His D was so hard to admit.
Would Dad throw the news — or a fit?
But Dad was okay,
“Next time? You will slay.
That dog took 12 years to learn ‘sit’!”
Congratulations to M. Leach of Groton, Massachusetts, who won $25 for this fun limerick describing Frances Tipton Hunter’s March 25, 1939, cover illustration.
If you’d like to enter the Limerick Laughs Contest for our upcoming issue, submit your limerick via our online entry form.
Here are some of our other favorite limericks from this contest, in no particular order:
Bobby felt anxious and sad
Because his report card was bad.
He stopped feeling blue
When he learned what was true:
“I always got worse grades,” laughed Dad.
—Barbara French, Anaheim, California
A failing report card is bad.
I’m very afraid to tell dad.
I hid it away
Until church day (today),
So he maybe won’t get quite so mad.
—Joyce Petrichek, Finleyville, Pennsylvania
Make room in your doghouse, Pard.
I’m about to show Dad this card.
My marks are abysmal.
My future is dismal.
We’ll both sleep tonight in the yard.
—Gene Newman, Parsippany, New Jersey
His loyal dog shares his unease,
Or perhaps he’s just battling fleas.
But he’s a good sport —
Provides canine support —
When Danny must show Dad his D’s.
—Wendy Hyrkas, De Pere, Wisconsin
Report cards are serious stuff;
they never seem quite good enough.
Though try as I might,
It’s always a fight,
So I’ll just leave mine here with old Ruff.

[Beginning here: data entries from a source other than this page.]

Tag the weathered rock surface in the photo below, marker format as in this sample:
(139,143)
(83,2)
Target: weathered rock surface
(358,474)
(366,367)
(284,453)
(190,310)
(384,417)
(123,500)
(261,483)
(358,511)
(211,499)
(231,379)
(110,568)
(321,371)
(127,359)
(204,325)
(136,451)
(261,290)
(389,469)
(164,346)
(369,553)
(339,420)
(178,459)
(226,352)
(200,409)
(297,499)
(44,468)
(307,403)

—Ray Liskey, Griffith, Indiana
My report card, and Papa must read it.
So I’ll drop it right down here and beat it.
I’ll merit an A
In shrewdness that way
If Spot should get hungry and eat it!
—Jeff Foster, San Francisco, California
Show Dad my report? No, he’ll hate it.
I need an excuse; I’ll create it.
I’ll hide it someplace
And not leave a trace,
And then tell my dad, “The dog ate it!”
—Joan Quick, Hyde Park, New York
My English grade frustrates my father;
My accent is rather a bother.
I’d rather say “rather” than “rawthur.”
—Jim Cummins, Cincinnati, Ohio
Without any words to explain,
Tim’s face was afire with his pain.
His little friend, Boo,
Was feeling tense, too,
Knowing Big Dog would soon pop a vein.